Published: 2019-08-14
|
Updated: 2019-08-14
This post originally appeared in the Cloudera Fast Forward Labs Newsletter.

Transfer Learning for Natural Language Processing is on your screens, and we hope you’re enjoying it! To further your enjoyment and assist your document classification projects, we’re releasing the code for a benchmark algorithm we used in the report.

In the report itself, we detail the benefits and tradeoffs of transfer learning with large, pretrained deep neural networks. To establish where transfer learning shines, we needed a reasonable baseline to compare against for our chosen task, sentiment classification. Establishing a baseline is vital when beginning experimentation for any machine learning application. For instance, in a simple binary classification problem, it is always wise to know the accuracy score if one simply predicts the majority class: 95% accuracy doesn’t seem quite so impressive if 95% of the examples have the same label.

For our sentiment classification task, a great baseline model is provided in the paper Baselines and Bigrams: Simple, Good Sentiment and Topic Classification, which has aged well since its 2012 release. The paper examines two primary learning algorithms as applied to sentiment and topic classification: multinomial naive Bayes (MNB) and support vector machines (SVMs).

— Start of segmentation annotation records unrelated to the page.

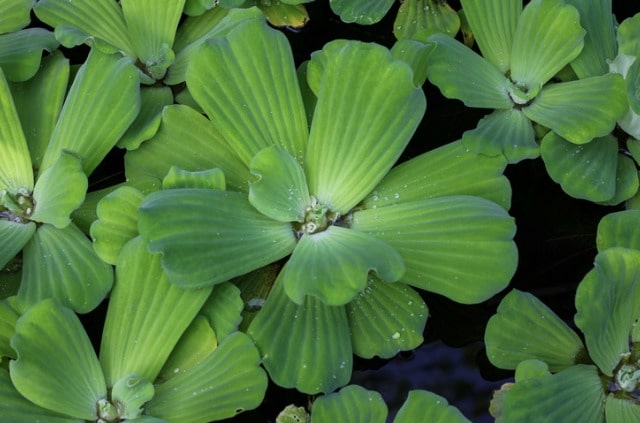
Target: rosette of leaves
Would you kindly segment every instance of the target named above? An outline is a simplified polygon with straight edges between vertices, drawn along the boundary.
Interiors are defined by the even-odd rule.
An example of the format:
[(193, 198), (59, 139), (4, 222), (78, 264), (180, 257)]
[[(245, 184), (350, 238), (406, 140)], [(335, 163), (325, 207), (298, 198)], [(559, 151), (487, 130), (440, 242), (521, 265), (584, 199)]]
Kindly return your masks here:
[[(316, 398), (311, 410), (295, 405), (287, 406), (276, 418), (276, 423), (384, 423), (388, 409), (382, 396), (358, 385), (349, 385), (329, 395)], [(469, 422), (457, 408), (432, 392), (410, 391), (407, 400), (393, 419), (394, 423), (415, 422)]]
[(224, 172), (226, 191), (147, 196), (139, 231), (184, 288), (286, 260), (249, 334), (276, 383), (317, 393), (348, 382), (353, 353), (422, 342), (427, 309), (411, 286), (483, 301), (510, 280), (516, 249), (502, 159), (454, 143), (389, 171), (425, 108), (409, 65), (336, 41), (305, 69), (299, 81), (286, 38), (264, 20), (207, 41), (187, 84), (208, 119), (165, 109), (126, 168), (160, 177), (173, 161), (202, 170), (208, 156)]
[(251, 339), (236, 331), (237, 288), (170, 284), (140, 238), (123, 247), (116, 274), (99, 358), (56, 300), (21, 316), (13, 299), (0, 305), (0, 352), (11, 359), (0, 369), (3, 418), (209, 422), (260, 404), (267, 377)]
[[(601, 149), (610, 147), (600, 138), (613, 130), (626, 108), (621, 77), (600, 74), (554, 80), (585, 44), (586, 32), (575, 7), (562, 0), (533, 0), (524, 7), (521, 0), (461, 3), (482, 55), (445, 34), (435, 34), (428, 39), (435, 47), (428, 57), (427, 72), (446, 97), (469, 107), (494, 109), (475, 129), (464, 133), (462, 140), (468, 148), (487, 155), (503, 154), (510, 163), (534, 158), (540, 154), (536, 127), (548, 128), (549, 139), (564, 139), (577, 149), (586, 148), (591, 141)], [(600, 19), (612, 21), (610, 8)], [(550, 148), (561, 148), (556, 145), (560, 141), (549, 142), (553, 144)], [(592, 157), (592, 168), (599, 169), (597, 154)], [(543, 160), (548, 167), (573, 166), (550, 164), (544, 155)], [(611, 199), (615, 161), (606, 177), (614, 187), (606, 196), (587, 191), (580, 192), (580, 198)]]
[[(576, 292), (576, 334), (531, 294), (514, 290), (489, 320), (485, 343), (496, 366), (516, 369), (494, 398), (503, 421), (640, 418), (640, 212), (613, 213), (598, 226), (594, 269)], [(527, 328), (526, 336), (522, 328)], [(576, 402), (576, 398), (580, 401)]]
[(24, 83), (0, 77), (0, 278), (20, 281), (23, 308), (54, 297), (84, 313), (109, 292), (113, 271), (70, 214), (140, 100), (135, 68), (119, 56), (94, 50), (67, 94), (68, 79), (58, 53)]

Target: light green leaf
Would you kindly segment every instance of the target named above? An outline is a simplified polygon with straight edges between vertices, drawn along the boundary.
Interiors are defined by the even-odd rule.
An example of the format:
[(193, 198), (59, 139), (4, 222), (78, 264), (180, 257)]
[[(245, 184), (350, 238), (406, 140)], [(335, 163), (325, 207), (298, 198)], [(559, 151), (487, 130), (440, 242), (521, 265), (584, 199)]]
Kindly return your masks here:
[(146, 178), (162, 180), (172, 166), (192, 172), (220, 168), (229, 188), (248, 191), (249, 167), (208, 119), (186, 106), (165, 107), (158, 132), (125, 156), (127, 179), (134, 183)]
[(31, 157), (11, 91), (0, 68), (0, 193), (33, 189)]
[(296, 242), (289, 223), (265, 217), (237, 192), (160, 191), (139, 210), (149, 251), (163, 254), (169, 280), (184, 288), (211, 286), (272, 263)]
[(536, 92), (575, 59), (585, 30), (578, 11), (562, 0), (533, 0), (522, 10), (511, 50), (511, 80)]
[[(33, 11), (38, 19), (56, 28), (56, 36), (65, 47), (102, 41), (126, 56), (136, 57), (122, 9), (113, 0), (40, 0)], [(68, 31), (71, 38), (65, 36)]]
[(33, 222), (14, 222), (4, 217), (0, 219), (0, 269), (22, 250), (35, 231), (36, 224)]
[(551, 179), (572, 197), (606, 201), (614, 196), (618, 142), (613, 136), (576, 145), (549, 132), (540, 152)]
[(500, 302), (484, 334), (494, 366), (515, 369), (529, 359), (541, 360), (553, 372), (576, 363), (584, 345), (576, 333), (533, 295), (514, 289)]
[(257, 178), (249, 182), (253, 207), (279, 222), (304, 221), (311, 199), (304, 170), (291, 154), (267, 147), (253, 157), (250, 169)]
[(96, 403), (107, 388), (100, 363), (78, 317), (57, 301), (34, 305), (18, 319), (9, 363), (16, 389), (40, 407), (97, 420)]
[(540, 147), (531, 121), (517, 108), (495, 110), (462, 135), (464, 145), (487, 156), (504, 155), (509, 163), (533, 159)]
[(67, 94), (69, 61), (60, 51), (42, 59), (36, 75), (10, 84), (16, 110), (29, 145), (33, 168), (38, 170)]
[(118, 256), (100, 347), (107, 386), (132, 373), (155, 380), (211, 292), (169, 283), (160, 261), (139, 237)]
[(223, 420), (256, 408), (267, 381), (251, 339), (234, 333), (190, 371), (156, 385), (145, 413), (181, 423)]
[(640, 210), (609, 213), (598, 223), (598, 252), (607, 248), (625, 247), (640, 250)]
[(329, 0), (329, 4), (342, 22), (373, 25), (387, 14), (393, 0)]
[(96, 208), (98, 220), (91, 224), (93, 249), (98, 257), (116, 264), (120, 250), (138, 235), (138, 207), (144, 195), (122, 186), (106, 195)]
[(364, 199), (364, 208), (449, 195), (484, 197), (511, 206), (511, 186), (503, 157), (479, 156), (454, 141), (394, 167)]
[(329, 226), (323, 232), (302, 235), (281, 273), (284, 289), (294, 302), (302, 304), (311, 295), (337, 306), (365, 289), (369, 272), (395, 282), (404, 270), (398, 252), (380, 239)]
[(609, 134), (627, 109), (618, 74), (545, 86), (522, 111), (567, 141), (584, 144)]
[(264, 18), (198, 47), (187, 86), (245, 165), (271, 145), (302, 160), (307, 121), (291, 47)]
[(640, 315), (640, 251), (609, 248), (596, 256), (595, 268), (576, 292), (576, 326), (582, 330), (589, 356), (611, 376)]
[(420, 295), (403, 283), (370, 276), (364, 291), (346, 305), (353, 353), (391, 358), (422, 344), (429, 310)]
[(158, 131), (165, 106), (173, 104), (173, 93), (166, 86), (140, 90), (140, 113), (118, 141), (118, 147), (135, 150)]
[(511, 45), (522, 13), (522, 0), (460, 3), (482, 56), (506, 74), (511, 67)]
[(345, 308), (307, 296), (297, 305), (276, 283), (247, 334), (271, 380), (306, 394), (332, 392), (351, 378), (353, 357)]
[(71, 212), (84, 201), (88, 186), (80, 158), (63, 150), (53, 166), (36, 181), (31, 220), (64, 229), (71, 223)]
[(498, 68), (448, 35), (434, 34), (428, 41), (435, 47), (429, 53), (427, 76), (445, 97), (461, 100), (467, 107), (513, 106), (506, 89), (509, 80)]
[(9, 372), (0, 368), (0, 414), (12, 423), (82, 423), (84, 420), (65, 417), (53, 411), (38, 407), (16, 390)]
[(596, 367), (577, 365), (555, 375), (516, 383), (506, 394), (502, 418), (504, 422), (516, 423), (532, 419), (604, 423), (604, 401)]
[(457, 408), (449, 405), (440, 395), (428, 391), (409, 391), (407, 400), (402, 404), (394, 423), (415, 422), (471, 422)]
[(382, 395), (358, 385), (318, 397), (312, 409), (314, 423), (384, 423), (387, 414)]
[(305, 172), (311, 195), (345, 214), (396, 162), (422, 119), (426, 100), (413, 84), (410, 67), (377, 44), (338, 43), (322, 54), (328, 61)]
[(122, 14), (131, 44), (143, 72), (162, 79), (173, 63), (171, 50), (185, 0), (169, 3), (152, 0), (122, 0)]
[(74, 224), (64, 229), (49, 224), (38, 227), (24, 247), (23, 258), (18, 292), (23, 309), (56, 298), (78, 313), (87, 313), (113, 284), (111, 266), (96, 256), (91, 242)]
[(62, 150), (70, 150), (90, 174), (139, 109), (139, 79), (131, 60), (92, 49), (69, 90), (40, 171), (53, 166)]
[(463, 304), (504, 289), (517, 265), (513, 219), (497, 204), (448, 196), (355, 212), (352, 229), (397, 250), (402, 282)]

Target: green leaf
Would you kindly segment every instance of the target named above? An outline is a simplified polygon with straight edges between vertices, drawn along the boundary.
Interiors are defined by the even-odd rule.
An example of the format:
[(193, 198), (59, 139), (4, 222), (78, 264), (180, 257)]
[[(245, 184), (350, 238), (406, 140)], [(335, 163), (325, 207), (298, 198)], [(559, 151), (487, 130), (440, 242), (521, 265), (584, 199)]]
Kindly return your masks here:
[(463, 304), (501, 291), (516, 269), (513, 219), (482, 198), (448, 196), (357, 211), (352, 229), (400, 253), (407, 267), (402, 282)]
[(574, 198), (606, 201), (616, 192), (618, 142), (608, 135), (576, 145), (549, 132), (540, 145), (551, 179)]
[(557, 372), (575, 364), (584, 350), (578, 335), (551, 309), (516, 289), (504, 297), (489, 319), (484, 341), (489, 361), (502, 369), (515, 369), (524, 360), (538, 359)]
[(118, 256), (100, 347), (107, 386), (133, 373), (155, 380), (211, 292), (169, 283), (160, 262), (139, 237)]
[(90, 174), (139, 109), (139, 79), (131, 60), (92, 49), (69, 90), (40, 171), (53, 166), (62, 150), (70, 150)]
[(382, 395), (358, 385), (345, 386), (339, 392), (318, 397), (312, 409), (314, 423), (384, 423), (387, 414)]
[(98, 220), (91, 224), (93, 249), (98, 257), (116, 264), (124, 245), (138, 235), (138, 207), (144, 195), (123, 186), (106, 195), (96, 208)]
[(16, 323), (10, 363), (16, 389), (40, 407), (97, 420), (96, 403), (107, 396), (100, 363), (78, 317), (55, 300), (30, 308)]
[(31, 157), (11, 91), (0, 68), (0, 193), (33, 189)]
[(0, 269), (18, 254), (36, 231), (33, 222), (21, 223), (0, 219)]
[(251, 339), (234, 333), (191, 370), (156, 385), (145, 413), (184, 423), (230, 418), (256, 408), (267, 381)]
[(353, 353), (391, 358), (422, 344), (429, 310), (420, 295), (403, 283), (370, 276), (367, 287), (346, 305)]
[(88, 186), (80, 158), (63, 150), (53, 166), (36, 181), (31, 220), (64, 229), (71, 223), (71, 212), (84, 201)]
[(511, 80), (536, 91), (575, 59), (585, 30), (562, 0), (533, 0), (522, 10), (511, 50)]
[(42, 59), (36, 75), (24, 82), (10, 84), (13, 101), (29, 145), (34, 169), (40, 168), (44, 151), (58, 120), (67, 94), (69, 61), (60, 51)]
[(256, 154), (250, 164), (257, 179), (249, 182), (249, 202), (278, 222), (303, 222), (311, 204), (304, 170), (289, 153), (276, 146)]
[(393, 248), (366, 233), (329, 226), (304, 234), (293, 250), (282, 283), (291, 300), (318, 297), (327, 305), (344, 305), (367, 286), (369, 272), (385, 282), (404, 274), (402, 258)]
[(149, 251), (163, 254), (169, 280), (183, 288), (211, 286), (272, 263), (296, 242), (289, 223), (267, 218), (237, 192), (160, 191), (139, 211)]
[(100, 304), (111, 290), (113, 271), (93, 251), (91, 242), (71, 224), (44, 224), (23, 250), (24, 267), (18, 301), (23, 309), (56, 298), (78, 313)]
[(342, 22), (373, 25), (387, 14), (393, 0), (329, 0), (329, 4)]
[(307, 121), (291, 47), (264, 18), (198, 47), (187, 86), (245, 165), (271, 145), (302, 160)]
[(394, 423), (413, 422), (470, 422), (457, 408), (449, 405), (440, 395), (428, 391), (409, 391), (407, 400), (402, 404)]
[(640, 210), (609, 213), (600, 219), (596, 245), (598, 252), (612, 247), (640, 250)]
[(509, 163), (540, 155), (533, 124), (516, 108), (495, 110), (483, 117), (475, 129), (462, 135), (464, 145), (487, 156), (502, 154)]
[[(579, 399), (579, 402), (576, 402)], [(503, 421), (604, 423), (602, 382), (595, 366), (572, 366), (555, 375), (523, 380), (507, 392)], [(535, 416), (532, 415), (535, 410)]]
[(158, 132), (125, 156), (125, 173), (130, 181), (162, 180), (172, 166), (191, 172), (220, 168), (230, 188), (248, 191), (248, 166), (236, 157), (208, 119), (186, 106), (165, 107)]
[(482, 56), (506, 74), (511, 67), (511, 45), (522, 13), (522, 0), (460, 3)]
[(567, 141), (584, 144), (609, 134), (626, 108), (624, 80), (607, 74), (547, 85), (523, 112)]
[(106, 42), (124, 55), (136, 57), (122, 9), (112, 0), (40, 0), (33, 11), (56, 29), (65, 47)]
[(576, 326), (584, 333), (591, 359), (607, 376), (621, 354), (629, 352), (640, 315), (639, 271), (640, 251), (609, 248), (596, 256), (595, 268), (576, 292)]
[(305, 172), (311, 195), (345, 214), (399, 158), (424, 115), (426, 100), (413, 84), (410, 67), (377, 44), (338, 42), (320, 55), (328, 59)]
[(351, 378), (352, 349), (345, 308), (307, 296), (291, 301), (282, 279), (253, 319), (253, 338), (271, 380), (306, 394), (332, 392)]
[(454, 141), (394, 167), (364, 199), (364, 208), (449, 195), (483, 197), (511, 206), (511, 186), (503, 157), (479, 156)]
[(509, 80), (498, 68), (448, 35), (434, 34), (428, 41), (435, 47), (429, 53), (427, 76), (445, 97), (461, 100), (467, 107), (513, 106), (505, 88)]
[(151, 0), (123, 0), (122, 14), (131, 44), (143, 72), (162, 79), (173, 62), (171, 50), (185, 0), (159, 3)]

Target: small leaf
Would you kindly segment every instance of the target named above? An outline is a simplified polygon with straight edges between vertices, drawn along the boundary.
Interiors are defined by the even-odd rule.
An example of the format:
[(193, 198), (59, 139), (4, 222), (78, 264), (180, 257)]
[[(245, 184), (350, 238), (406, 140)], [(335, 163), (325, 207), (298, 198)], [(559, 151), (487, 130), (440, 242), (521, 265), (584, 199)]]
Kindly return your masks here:
[(311, 296), (298, 305), (284, 292), (281, 278), (247, 334), (271, 380), (282, 387), (327, 393), (351, 378), (353, 353), (344, 307)]
[(98, 358), (78, 317), (55, 300), (30, 308), (16, 323), (10, 363), (16, 389), (40, 407), (97, 420), (96, 404), (107, 388)]
[(387, 414), (382, 395), (358, 385), (345, 386), (339, 392), (318, 397), (312, 409), (314, 423), (384, 423)]
[(88, 186), (80, 158), (63, 150), (54, 165), (36, 181), (31, 220), (64, 229), (71, 223), (71, 212), (84, 201)]
[(297, 304), (311, 295), (337, 306), (365, 289), (369, 272), (385, 282), (395, 282), (404, 270), (400, 255), (385, 242), (363, 232), (330, 226), (323, 232), (304, 234), (281, 274), (287, 295)]
[(249, 183), (249, 202), (279, 222), (304, 221), (311, 204), (304, 170), (289, 153), (272, 146), (261, 150), (250, 164), (257, 180)]

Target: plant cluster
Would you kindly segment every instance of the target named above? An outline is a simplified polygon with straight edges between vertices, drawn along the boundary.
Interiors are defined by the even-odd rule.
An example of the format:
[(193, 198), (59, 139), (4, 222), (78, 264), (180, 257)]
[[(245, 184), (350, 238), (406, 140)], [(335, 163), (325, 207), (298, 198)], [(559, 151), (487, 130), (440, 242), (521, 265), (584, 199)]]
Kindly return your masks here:
[[(576, 294), (584, 342), (504, 297), (485, 343), (516, 376), (491, 412), (637, 420), (640, 15), (405, 0), (391, 48), (336, 39), (296, 63), (277, 27), (304, 26), (304, 3), (0, 1), (0, 420), (223, 420), (271, 382), (313, 398), (278, 422), (383, 422), (380, 394), (347, 386), (354, 356), (422, 344), (425, 292), (503, 295), (504, 171), (537, 157), (568, 195), (627, 210)], [(395, 2), (329, 3), (373, 24)], [(427, 83), (490, 112), (403, 160)], [(90, 189), (113, 156), (125, 178)], [(79, 315), (100, 305), (96, 335)], [(394, 421), (438, 419), (468, 421), (426, 391)]]

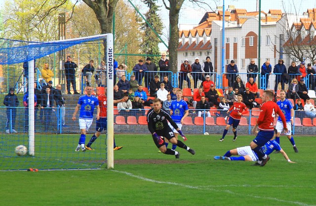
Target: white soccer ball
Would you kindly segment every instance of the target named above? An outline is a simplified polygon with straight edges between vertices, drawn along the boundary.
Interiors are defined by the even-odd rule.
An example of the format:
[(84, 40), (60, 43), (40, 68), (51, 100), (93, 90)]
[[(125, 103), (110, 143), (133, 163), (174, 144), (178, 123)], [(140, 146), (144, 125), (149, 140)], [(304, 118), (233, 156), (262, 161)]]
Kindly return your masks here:
[(19, 145), (15, 148), (14, 151), (18, 156), (24, 156), (28, 152), (28, 149), (24, 145)]

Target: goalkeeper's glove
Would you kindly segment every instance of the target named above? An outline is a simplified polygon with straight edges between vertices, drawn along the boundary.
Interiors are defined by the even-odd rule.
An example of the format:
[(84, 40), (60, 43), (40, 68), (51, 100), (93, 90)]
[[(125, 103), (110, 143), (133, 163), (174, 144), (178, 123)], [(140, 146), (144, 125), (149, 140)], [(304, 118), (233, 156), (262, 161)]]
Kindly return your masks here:
[(184, 140), (184, 141), (185, 142), (186, 141), (188, 140), (188, 139), (187, 139), (187, 137), (186, 137), (186, 136), (184, 135), (184, 134), (183, 134), (183, 133), (182, 133), (182, 132), (181, 131), (181, 130), (179, 130), (178, 131), (178, 132), (179, 132), (179, 133), (180, 134), (180, 135), (181, 135), (181, 136), (182, 137), (182, 138), (183, 138), (183, 140)]
[(153, 137), (157, 139), (157, 141), (158, 141), (158, 143), (159, 144), (162, 144), (163, 143), (163, 140), (161, 138), (161, 137), (160, 137), (159, 136), (158, 136), (158, 135), (157, 133), (155, 133), (154, 134), (153, 134)]

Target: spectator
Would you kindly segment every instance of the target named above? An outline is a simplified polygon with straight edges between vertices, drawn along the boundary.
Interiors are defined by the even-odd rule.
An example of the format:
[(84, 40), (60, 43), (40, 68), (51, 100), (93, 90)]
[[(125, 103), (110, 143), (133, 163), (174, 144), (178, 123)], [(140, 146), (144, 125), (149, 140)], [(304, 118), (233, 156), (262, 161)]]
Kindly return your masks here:
[[(34, 94), (34, 107), (36, 107), (37, 98)], [(23, 96), (23, 105), (24, 105), (24, 132), (29, 130), (29, 91), (27, 91)]]
[(136, 118), (140, 116), (145, 115), (144, 106), (143, 106), (141, 99), (138, 96), (135, 96), (133, 98), (132, 109), (133, 109), (132, 110), (133, 116), (135, 116)]
[(169, 71), (169, 59), (167, 59), (165, 52), (161, 53), (161, 58), (158, 62), (158, 65), (160, 68), (160, 79), (162, 79), (166, 75), (168, 76), (168, 73), (166, 72)]
[(310, 90), (315, 90), (315, 82), (316, 82), (316, 72), (312, 68), (312, 64), (307, 64), (307, 74), (309, 79), (309, 87)]
[(286, 71), (286, 67), (284, 65), (284, 61), (282, 59), (279, 59), (277, 62), (277, 64), (275, 65), (273, 68), (273, 73), (274, 74), (278, 74), (276, 75), (276, 84), (275, 85), (275, 92), (277, 90), (278, 83), (281, 83), (281, 89), (284, 89), (284, 74), (287, 74)]
[(269, 87), (269, 77), (272, 72), (272, 67), (270, 64), (270, 61), (267, 60), (261, 66), (261, 78), (263, 79), (262, 87), (264, 89), (267, 89)]
[(93, 72), (94, 72), (94, 61), (93, 60), (90, 60), (89, 64), (85, 65), (81, 70), (82, 76), (84, 77), (87, 86), (91, 85), (91, 78), (93, 74)]
[(150, 82), (149, 84), (149, 89), (150, 91), (149, 94), (150, 96), (156, 97), (157, 96), (157, 91), (160, 88), (160, 82), (159, 82), (159, 76), (156, 75), (155, 76), (155, 79)]
[(233, 105), (234, 102), (237, 101), (237, 97), (235, 95), (235, 91), (233, 90), (233, 86), (228, 87), (228, 89), (224, 93), (224, 97), (230, 106)]
[(297, 80), (294, 78), (292, 80), (292, 82), (288, 86), (288, 90), (286, 93), (286, 98), (293, 99), (294, 102), (295, 102), (296, 99), (300, 99), (300, 97), (297, 93), (298, 89)]
[(192, 72), (191, 65), (189, 64), (189, 60), (186, 59), (180, 66), (180, 73), (179, 73), (179, 87), (182, 89), (183, 81), (186, 81), (188, 88), (191, 88), (191, 82), (190, 79), (190, 73)]
[(77, 86), (76, 85), (76, 70), (77, 65), (73, 61), (71, 61), (70, 56), (67, 56), (67, 60), (64, 64), (65, 67), (65, 76), (66, 76), (66, 82), (67, 82), (67, 93), (71, 94), (70, 92), (70, 83), (73, 85), (74, 89), (74, 94), (79, 94), (77, 92)]
[(211, 62), (211, 58), (209, 56), (206, 57), (206, 61), (202, 64), (202, 70), (205, 73), (205, 75), (213, 76), (213, 64)]
[(136, 80), (139, 83), (143, 82), (143, 78), (145, 77), (145, 72), (147, 71), (147, 67), (144, 65), (142, 59), (138, 60), (138, 64), (135, 65), (133, 68)]
[(6, 107), (6, 124), (5, 132), (17, 133), (15, 127), (15, 118), (16, 117), (16, 108), (19, 106), (18, 97), (14, 94), (14, 88), (10, 88), (9, 93), (5, 95), (3, 100), (3, 104)]
[(107, 67), (105, 65), (105, 62), (103, 60), (101, 61), (100, 65), (98, 66), (98, 71), (94, 75), (95, 82), (97, 82), (98, 86), (104, 87), (107, 85)]
[(210, 80), (210, 77), (207, 75), (205, 76), (205, 81), (202, 82), (202, 87), (203, 87), (203, 90), (205, 93), (207, 92), (211, 87), (211, 85), (215, 85), (213, 81)]
[(253, 93), (250, 92), (248, 87), (246, 88), (246, 91), (242, 95), (242, 101), (250, 110), (257, 106), (257, 102), (255, 102), (255, 95)]
[(132, 89), (131, 88), (130, 88), (128, 89), (128, 99), (133, 101), (134, 97), (135, 97), (135, 94), (133, 92), (133, 89)]
[(41, 74), (41, 77), (45, 81), (46, 83), (47, 83), (49, 81), (51, 81), (52, 78), (54, 77), (54, 73), (49, 69), (49, 68), (48, 68), (48, 64), (47, 63), (44, 64), (43, 69), (41, 70), (40, 73)]
[[(56, 101), (56, 106), (57, 108), (58, 108), (58, 110), (60, 110), (60, 112), (57, 110), (57, 115), (59, 117), (59, 115), (61, 115), (60, 117), (58, 117), (58, 121), (59, 123), (59, 124), (61, 125), (62, 126), (67, 126), (65, 124), (65, 114), (66, 111), (65, 110), (65, 101), (61, 93), (61, 85), (57, 84), (56, 86), (56, 89), (54, 90), (53, 92), (54, 99)], [(61, 123), (59, 122), (59, 121), (61, 121)], [(58, 126), (60, 125), (58, 125)]]
[(193, 94), (193, 101), (192, 102), (193, 107), (195, 108), (198, 102), (201, 101), (202, 96), (205, 96), (204, 93), (203, 92), (203, 88), (199, 88), (198, 90)]
[(239, 90), (239, 93), (240, 94), (243, 94), (245, 91), (245, 85), (243, 84), (243, 82), (241, 80), (241, 78), (239, 76), (236, 77), (236, 80), (234, 83), (233, 85), (234, 89), (237, 88)]
[(129, 89), (129, 82), (128, 80), (126, 80), (126, 78), (125, 75), (122, 76), (121, 79), (118, 82), (117, 85), (118, 86), (118, 89), (124, 93), (128, 93), (128, 89)]
[(209, 103), (207, 102), (207, 101), (205, 100), (205, 97), (202, 96), (201, 97), (201, 101), (198, 102), (198, 104), (197, 104), (197, 108), (196, 109), (197, 110), (204, 110), (199, 111), (198, 113), (198, 117), (201, 117), (202, 114), (203, 114), (204, 113), (206, 113), (207, 114), (207, 117), (210, 117), (211, 113), (209, 112), (210, 108)]
[(155, 78), (157, 73), (155, 72), (157, 71), (157, 67), (154, 63), (152, 63), (152, 59), (150, 57), (146, 58), (145, 66), (147, 68), (147, 72), (145, 73), (145, 86), (148, 87), (149, 82), (153, 81)]
[(308, 93), (308, 89), (307, 89), (306, 84), (304, 83), (304, 79), (301, 79), (300, 80), (300, 83), (298, 84), (298, 90), (297, 91), (297, 92), (300, 97), (304, 99), (304, 101), (310, 98), (308, 94), (307, 94)]
[(256, 98), (260, 97), (260, 92), (258, 91), (258, 86), (257, 83), (254, 81), (253, 78), (249, 78), (249, 81), (246, 83), (246, 87), (249, 88), (250, 92), (253, 93)]
[(167, 76), (163, 77), (163, 81), (162, 81), (162, 83), (164, 83), (164, 88), (168, 91), (168, 94), (170, 94), (172, 92), (173, 87), (172, 87), (171, 82), (168, 80)]
[(306, 103), (304, 106), (304, 111), (306, 115), (311, 117), (315, 117), (316, 116), (316, 111), (314, 106), (311, 103), (310, 99), (306, 99)]
[(214, 84), (211, 84), (209, 90), (207, 92), (205, 92), (205, 97), (208, 98), (208, 102), (211, 107), (213, 107), (214, 104), (218, 106), (219, 102), (217, 101), (217, 98), (219, 96), (217, 90), (215, 89)]
[(166, 112), (170, 115), (170, 106), (171, 105), (171, 95), (168, 94), (167, 95), (167, 100), (163, 101), (162, 104), (162, 109), (165, 110)]
[(253, 78), (253, 81), (256, 82), (257, 74), (259, 72), (258, 66), (255, 64), (255, 59), (250, 59), (250, 63), (247, 66), (247, 81), (249, 82), (250, 77)]
[(160, 84), (160, 88), (157, 91), (157, 98), (161, 101), (164, 101), (167, 100), (168, 91), (164, 89), (164, 83)]
[(135, 80), (135, 75), (130, 76), (130, 80), (129, 81), (129, 88), (131, 88), (133, 92), (137, 90), (138, 88), (138, 82)]
[(128, 99), (128, 94), (124, 94), (124, 101), (118, 103), (118, 114), (124, 116), (129, 116), (129, 112), (133, 108), (132, 102)]
[(226, 75), (228, 79), (228, 86), (233, 86), (236, 79), (236, 74), (238, 73), (237, 65), (235, 64), (234, 60), (231, 61), (231, 63), (227, 65), (227, 73), (228, 74)]
[(200, 80), (202, 82), (205, 81), (205, 79), (204, 78), (204, 70), (202, 69), (202, 66), (199, 63), (199, 59), (198, 57), (196, 57), (195, 61), (193, 64), (191, 65), (192, 68), (192, 77), (193, 78), (193, 81), (194, 82), (194, 88), (198, 88), (199, 85), (197, 85), (198, 80)]

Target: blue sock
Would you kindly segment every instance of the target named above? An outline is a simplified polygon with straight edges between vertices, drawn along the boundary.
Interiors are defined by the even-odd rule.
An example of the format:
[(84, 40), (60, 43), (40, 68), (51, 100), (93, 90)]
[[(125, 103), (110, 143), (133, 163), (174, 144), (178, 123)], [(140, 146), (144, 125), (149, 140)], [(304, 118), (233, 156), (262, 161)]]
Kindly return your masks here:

It’s a short and pragmatic paper, providing practical wisdom for applications of the algorithms: multinomial naive Bayes outperforms more complex methods on short snippets of text, whereas support vector machines win for longer documents. The authors combine these two methods into the so-called NBSVM: a support vector machine using naive Bayes log-counts as features. Further, a weighted interpolation between this NBSVM and plain MNB is used, and shown to be a robust classification algorithm across a variety of text lengths.

It surprised us how effective this algorithm is, given enough data, especially since it uses only bag-of-words type features (with some preprocessing: uni- and bigrams, stopword removal and stemming). When there are very few training examples (a few hundred), NBSVM performed poorly, but with thousands of labelled examples, it reached a respectable 85% accuracy on our problem. This does not compete on accuracy with deep models, especially in the region with few labelled samples, where transfer learning allows neural models to maintain good accuracy. However, it does compete on ease of use, and avoids much of the complexity of serving large neural networks.

To make using the technique easy and repeatable, we implemented it as a scikit-learn classifier. This saved us writing a lot of custom code - we didn’t even have to provide a predict function - and enabled us to easily plug into any tool that conforms to the scikit-learn classifier API. Open source is awesome.

We’re happy to share our implementation, and we hope it’s useful to you.